The basics are that it was a common view that taxation on capital would be double taxation on saving leading to lower capital formation as well as being inequitable. This is true enough when one is thinking about the economy in the form of a simple two goods model with choices between consumption and investment where investment amounts to little more than deferred consumption. If there is also a present value discount of future consumption, this effect is even stronger. In this view, people largely save now because they believe they will be able to consume more later by doing so.
However, more recent literature is skeptical of the strong case in favor of consumption over capital taxation (though I am not aware of it bothering to give a critique of this simple accounting identity regarding taxing saving as double taxing income, nor should it really, economics is a study of human behavior not natural law so if behavior does not match the accounting identity it's the accounting identity that is wrong, not human behavior). To quote Batina and Ihori's Consumption Tax Policy and the Taxation of Capital Income:
That's a lot of caveats, all of them realistic. There are other problems with the idea of exempting capital income from taxation. For instance, while under the assumption that savings today is the result of expected higher, time discounted consumption tomorrow a capital tax will reduce investment, investment will be increased if I assume savings today is the result of a desired income level tomorrow (such as under a lifetime income hypothesis). With this assumption, if I want to save $1 million for my retirement I will have to save more today if there is a capital tax than if there is not, the capital tax now has the opposite impact that it did under a separate set of assumptions (though it is potentially still distortionary regarding utility measures). This is probably closer to how most savers in an economy behave.
It may be suboptimal to exempt capital from taxation if any of the following conditions hold: government spending is strictly proportional to output; precautionary saving arising from incomplete insurance markets exists; there is productive public spending that enhances private investment; there are liquidity constraints; and negative externalities associated with production exist. The general case for the consumption tax is very weak in the presence of any of these phenomena.

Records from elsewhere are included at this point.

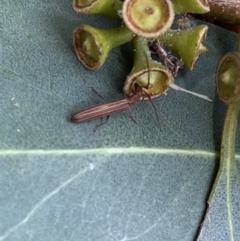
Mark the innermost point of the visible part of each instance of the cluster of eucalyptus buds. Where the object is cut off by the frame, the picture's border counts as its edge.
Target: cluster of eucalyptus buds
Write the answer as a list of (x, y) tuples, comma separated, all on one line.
[(147, 24)]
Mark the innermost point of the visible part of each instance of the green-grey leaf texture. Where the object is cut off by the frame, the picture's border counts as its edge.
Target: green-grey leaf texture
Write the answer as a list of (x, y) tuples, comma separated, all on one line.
[(61, 181)]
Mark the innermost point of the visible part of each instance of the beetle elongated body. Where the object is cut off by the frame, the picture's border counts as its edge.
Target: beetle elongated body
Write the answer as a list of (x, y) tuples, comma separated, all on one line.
[(109, 108)]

Other assumptions create similar complications. If we add a human capital term so that an individual has a choice between standard capital investment and human capital investment taxing the income derived from human capital in the form of increased wage income and not capital income derived from capital gains and dividends distorts this choice as well. Enter in bequest terms and the various bequest strategies that have been found in empirical studies of this behavior and things get even more complex.
Stepping outside of more formal economics and just thinking about savings behavior that we encounter as individuals throws more complications up. Many people just save excess income, if I have plenty of books on the shelf that I haven't read yet my savings account just gradually increases (assuming my girlfriend doesn't have some more exciting ways to spend money, I tend to be kinda boring). I only consider the return if enough money is sitting there that I think it would be wasteful not to invest, taxes don't even occur to me. Saving in case of a rainy day is rather common, things happen and we want money just in case. Also, it should be noted that studies of this find that alternatives to capital taxation, such as wage and consumption taxes, distort labor leisure trade-offs creating another source of distortions not always mentioned when capital taxes are discussed. There are strong hints that it is labor supply elasticities and not savings elasticities that are of more importance to capital taxation.

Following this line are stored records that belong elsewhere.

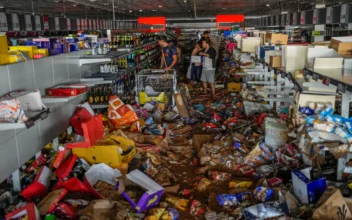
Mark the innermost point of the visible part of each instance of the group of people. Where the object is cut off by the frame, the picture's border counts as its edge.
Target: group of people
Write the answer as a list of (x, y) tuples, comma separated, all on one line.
[(202, 68)]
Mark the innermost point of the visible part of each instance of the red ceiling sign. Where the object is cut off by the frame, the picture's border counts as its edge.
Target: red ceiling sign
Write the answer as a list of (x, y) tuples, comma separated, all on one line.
[(152, 24), (225, 22)]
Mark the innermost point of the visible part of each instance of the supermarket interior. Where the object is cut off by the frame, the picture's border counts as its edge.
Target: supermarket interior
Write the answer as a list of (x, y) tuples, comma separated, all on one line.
[(175, 109)]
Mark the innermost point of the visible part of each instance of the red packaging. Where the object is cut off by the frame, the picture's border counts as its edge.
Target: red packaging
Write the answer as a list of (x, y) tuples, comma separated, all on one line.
[(48, 204), (40, 185), (186, 192), (215, 175), (65, 210), (62, 154), (197, 209), (93, 131), (75, 185), (66, 167), (67, 90), (81, 115), (274, 182), (40, 161), (30, 211)]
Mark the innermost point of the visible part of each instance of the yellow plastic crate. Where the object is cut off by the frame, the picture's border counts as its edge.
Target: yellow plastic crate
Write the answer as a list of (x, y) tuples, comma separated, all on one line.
[(144, 98), (31, 50), (112, 150)]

I could go on, but I think the general point is clear enough. The idea that taxing capital is double taxation is largely the product of the assumptions of certain models used to analyze this topic, use different assumptions and there are different results. This is something that I think should be emphasized more in undergraduate courses (or perhaps in economics generally, I know I heard this much more in my graduate poli-sci courses than I did in my undergrad economics). Models are excellent tools for thinking about relationships between the concepts under study. However, they are also prone to simply spitting your assumptions back out at you, if a simple two good economy involving consumption and investment is assumed then there will be one set of results, if instead human capital vs. physical capital is being modeled or labor market dynamics, different sets of results and policy recommendations will be the product of the model.

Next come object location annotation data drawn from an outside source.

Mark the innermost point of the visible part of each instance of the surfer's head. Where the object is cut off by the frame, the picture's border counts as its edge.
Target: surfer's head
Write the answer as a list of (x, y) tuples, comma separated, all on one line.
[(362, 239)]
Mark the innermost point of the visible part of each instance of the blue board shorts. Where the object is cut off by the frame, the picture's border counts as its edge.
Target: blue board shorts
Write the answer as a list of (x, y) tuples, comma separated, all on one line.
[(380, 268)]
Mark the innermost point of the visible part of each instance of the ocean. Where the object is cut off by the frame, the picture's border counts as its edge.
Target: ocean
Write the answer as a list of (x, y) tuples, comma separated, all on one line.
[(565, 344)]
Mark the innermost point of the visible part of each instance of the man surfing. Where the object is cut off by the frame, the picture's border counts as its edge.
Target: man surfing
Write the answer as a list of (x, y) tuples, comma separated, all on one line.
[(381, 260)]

From a policy standpoint however, it is most likely the case that all assumptions are valid to one degree or another, some people will face decisions between human capital and physical capital others will follow a strict lifetime income model while others will make consumption decisions that conform more closely with consumption maximizing behavior. Which model to use then becomes primarily an empirical question, given current starting conditions which set of behaviors is most accurate for the polity under study. It is also likely that the answer will vary depending on both location and time, one polity may be capital short and need policies to maximize capital investment even at the expense of human capital another may have labor market problems and need a focus on human capital development. Dealing with the problems of each of these will require different conceptualizations of how income, savings, and capital are treated. There is no "right" way to think about these subjects, they are contingent on the situation and on what is being studied. Optimal policy requires the ability to approach a problem from multiple angles, otherwise disaster awaits.